The 3G version of the Galaxy Ace 3 comes in at 121.2 x 62.7 x 9.8mm and 115g, while the 4G version comes in at a marginally thicker and heavier 121.2 x 62.7 x 10mm and 119.5g. It’s a similar story with the Galaxy Ace 4, with the 3G version measuring 121.4 x 62.9 x 10.8mm and weighing 123.8g, while the 4G version is 121.4 x 62.9 x 11mm and 130.3g.
It’s also worth noting that both versions of the Galaxy Ace 4 are bigger and heavier than either version of the Galaxy Ace 3, though not enough that you’re likely to really notice. Ultimately then there’s very little to choose between their builds, but none of them come across as premium devices.
There’s no difference whatsoever between the screens on these devices. Both version of the Samsung Galaxy Ace 3 have a 4.0 inch 480 x 800 TFT display with a pixel density of 233 pixels per inch and so do both versions of the Galaxy Ace 4. They don’t have the crispest screens around and nor do they use the bright and vivid Super AMOLED displays that many Samsung phones are known for, but they’re reasonable quality all the same.
The 3G version of the Galaxy Ace 3 comes with a 1.0GHz dual-core processor, while the 4G version comes with a 1.2GHz dual-core processor, so it should be a little faster, however both handsets come with 1GB of RAM.
The Galaxy Ace 4 has a similar dual-core processor, with the 3G version clocked at 1.0GHz and the 4G version a slightly faster 1.2GHz, however here the 3G version only has 512MB of RAM, while the 4G version has 1GB.
Those are some fairly disappointing specs from the Galaxy Ace 4, as on paper that leaves it no more powerful than the Samsung Galaxy Ace 3 and in fact the 3G version is likely to be even less powerful as it has so little RAM.
They’re all a little lacking here really though, especially when super cheap phones like the EE Kestrel manage to include quad-core processors.
The camera is another area where there’s essentially nothing to choose between the various Ace’s. They all have a 5 megapixel main snapper with an LED flash and they all have a VGA front-facing camera, as well as being able to shoot 720p video at 30fps. All of which is about what we’d expect from a lower mid-range handset.
The 3G versions of both the Samsung Galaxy Ace 3 and Samsung Galaxy Ace 4 have 1500 mAh batteries, while the 4G versions of each have 1800 mAh juice packs, however as 4G tends to use more battery than 3G and as the 4G handsets have faster processors that’s unlikely to translate to superior battery life.
The differences in memory will be more noticeable, as the 3G version of the Galaxy Ace 3 has just 4GB built in while the 4G version has 8GB. Strangely both versions of the Ace 4 are capped at 4GB, but all of these handsets also have a microSD card slot with support for cards of up to 64GB, so invest in a card and memory is unlikely to run short.
Nevertheless that all means that the 4G version of the Galaxy Ace 3 has more internal storage than either version of the Galaxy Ace 4, which seems odd.
The Galaxy Ace 3 seems strangely superior when it comes to connectivity options too.
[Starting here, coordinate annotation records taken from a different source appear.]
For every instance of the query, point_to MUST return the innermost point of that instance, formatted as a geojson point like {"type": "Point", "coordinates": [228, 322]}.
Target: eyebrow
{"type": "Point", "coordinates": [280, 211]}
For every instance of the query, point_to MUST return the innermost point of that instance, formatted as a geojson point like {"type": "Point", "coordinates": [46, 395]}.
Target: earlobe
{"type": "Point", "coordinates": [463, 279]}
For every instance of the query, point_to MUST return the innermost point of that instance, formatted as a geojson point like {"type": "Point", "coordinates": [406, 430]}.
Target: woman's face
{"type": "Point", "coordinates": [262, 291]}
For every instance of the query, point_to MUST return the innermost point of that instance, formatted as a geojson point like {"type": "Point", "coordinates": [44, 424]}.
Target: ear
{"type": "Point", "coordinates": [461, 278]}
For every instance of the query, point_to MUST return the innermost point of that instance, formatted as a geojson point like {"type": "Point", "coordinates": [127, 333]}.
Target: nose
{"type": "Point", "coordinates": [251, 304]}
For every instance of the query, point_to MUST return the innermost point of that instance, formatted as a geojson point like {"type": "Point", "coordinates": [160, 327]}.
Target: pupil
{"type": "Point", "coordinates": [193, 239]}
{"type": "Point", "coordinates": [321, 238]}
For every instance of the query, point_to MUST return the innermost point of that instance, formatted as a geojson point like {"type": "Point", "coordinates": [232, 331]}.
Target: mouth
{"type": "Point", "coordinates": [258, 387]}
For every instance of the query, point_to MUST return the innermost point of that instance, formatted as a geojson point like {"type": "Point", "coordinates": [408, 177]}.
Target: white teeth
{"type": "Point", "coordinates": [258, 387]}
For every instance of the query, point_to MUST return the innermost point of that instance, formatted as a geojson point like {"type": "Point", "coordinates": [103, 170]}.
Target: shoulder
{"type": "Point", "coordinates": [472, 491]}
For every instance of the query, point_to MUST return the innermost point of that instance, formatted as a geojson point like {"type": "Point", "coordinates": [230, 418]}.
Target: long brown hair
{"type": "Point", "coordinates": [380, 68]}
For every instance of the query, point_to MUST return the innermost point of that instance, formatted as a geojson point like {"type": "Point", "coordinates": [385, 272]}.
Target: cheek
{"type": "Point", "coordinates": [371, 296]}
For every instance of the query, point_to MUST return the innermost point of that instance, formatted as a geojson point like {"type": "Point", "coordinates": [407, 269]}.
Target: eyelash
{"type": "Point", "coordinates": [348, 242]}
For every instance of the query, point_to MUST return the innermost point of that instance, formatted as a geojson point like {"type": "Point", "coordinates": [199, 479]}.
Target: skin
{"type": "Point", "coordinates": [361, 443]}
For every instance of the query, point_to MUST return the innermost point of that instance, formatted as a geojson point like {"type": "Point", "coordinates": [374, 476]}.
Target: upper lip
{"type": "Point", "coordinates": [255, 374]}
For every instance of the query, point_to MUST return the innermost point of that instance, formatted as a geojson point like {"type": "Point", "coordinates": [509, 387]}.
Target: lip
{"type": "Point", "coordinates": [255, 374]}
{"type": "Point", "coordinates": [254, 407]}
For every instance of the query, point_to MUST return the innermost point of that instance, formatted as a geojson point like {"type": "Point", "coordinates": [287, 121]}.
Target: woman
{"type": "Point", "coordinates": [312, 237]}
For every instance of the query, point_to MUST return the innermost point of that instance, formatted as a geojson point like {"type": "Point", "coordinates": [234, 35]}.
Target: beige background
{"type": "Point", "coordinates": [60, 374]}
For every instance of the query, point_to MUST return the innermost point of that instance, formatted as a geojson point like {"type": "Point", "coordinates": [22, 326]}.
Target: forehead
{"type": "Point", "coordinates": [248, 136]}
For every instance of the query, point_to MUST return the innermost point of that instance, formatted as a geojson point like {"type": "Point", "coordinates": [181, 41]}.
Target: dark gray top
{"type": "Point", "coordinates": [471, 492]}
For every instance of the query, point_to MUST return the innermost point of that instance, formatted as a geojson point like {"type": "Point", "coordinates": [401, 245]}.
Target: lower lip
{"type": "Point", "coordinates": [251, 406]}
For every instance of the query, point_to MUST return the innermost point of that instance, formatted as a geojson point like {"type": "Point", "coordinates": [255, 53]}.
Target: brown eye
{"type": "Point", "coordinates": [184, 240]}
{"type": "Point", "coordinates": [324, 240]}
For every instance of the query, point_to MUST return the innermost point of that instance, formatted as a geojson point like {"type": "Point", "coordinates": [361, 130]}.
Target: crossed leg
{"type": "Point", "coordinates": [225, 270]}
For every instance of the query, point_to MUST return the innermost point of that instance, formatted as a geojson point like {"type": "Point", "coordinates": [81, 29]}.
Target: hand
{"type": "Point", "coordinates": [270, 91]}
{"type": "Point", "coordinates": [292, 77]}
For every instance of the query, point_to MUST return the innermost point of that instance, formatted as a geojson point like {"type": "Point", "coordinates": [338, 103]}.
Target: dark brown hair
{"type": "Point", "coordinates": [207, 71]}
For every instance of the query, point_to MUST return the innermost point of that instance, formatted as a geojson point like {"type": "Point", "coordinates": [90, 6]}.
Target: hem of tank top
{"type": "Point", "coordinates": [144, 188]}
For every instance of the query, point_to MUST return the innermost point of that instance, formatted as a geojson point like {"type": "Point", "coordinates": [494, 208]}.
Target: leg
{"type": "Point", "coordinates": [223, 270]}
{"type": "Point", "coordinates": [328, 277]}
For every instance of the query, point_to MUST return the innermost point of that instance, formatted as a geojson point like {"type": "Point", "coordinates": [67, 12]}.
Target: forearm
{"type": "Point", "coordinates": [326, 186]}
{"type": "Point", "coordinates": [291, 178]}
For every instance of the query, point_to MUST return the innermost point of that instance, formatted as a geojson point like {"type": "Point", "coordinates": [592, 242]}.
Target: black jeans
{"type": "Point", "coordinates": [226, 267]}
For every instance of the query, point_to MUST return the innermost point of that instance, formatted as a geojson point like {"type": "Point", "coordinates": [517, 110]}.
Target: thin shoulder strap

All four handsets support Wi-Fi, 3G and Bluetooth 4.0, while the 4G versions also support 4G LTE of course, but only the 4G version of the Galaxy Ace 3 supports NFC.
The Samsung Galaxy Ace 4 is a handset that seems to be bordering on pointless. The 4G version seems to essentially be the same as the 4G version of the Galaxy Ace 3, just with a chunkier build, less storage and no NFC support, while the 3G version seems to be worse than either version of the Galaxy Ace 3 as it’s lumbered with just 512MB of RAM.
Seemingly the only real upgrade found in the Galaxy Ace 4 is that it runs Android 4.4, while the Galaxy Ace 3 is still on Android 4.2. In short then there’s no reason to upgrade from the Ace 3 to the Ace 4 and unless it’s priced at the same level as the Ace 3 then there’s no reason to choose it over the older handset either.
Samsung hasn’t yet confirmed the UK pricing of the Ace 4, but Samsung Netherlands lists it at 219 Euros, which is around £175, making it roughly £35 more expensive than the £140 that the Ace 3 starts at, so we’re not entirely sure that the Ace range will continue to be successful with this new model.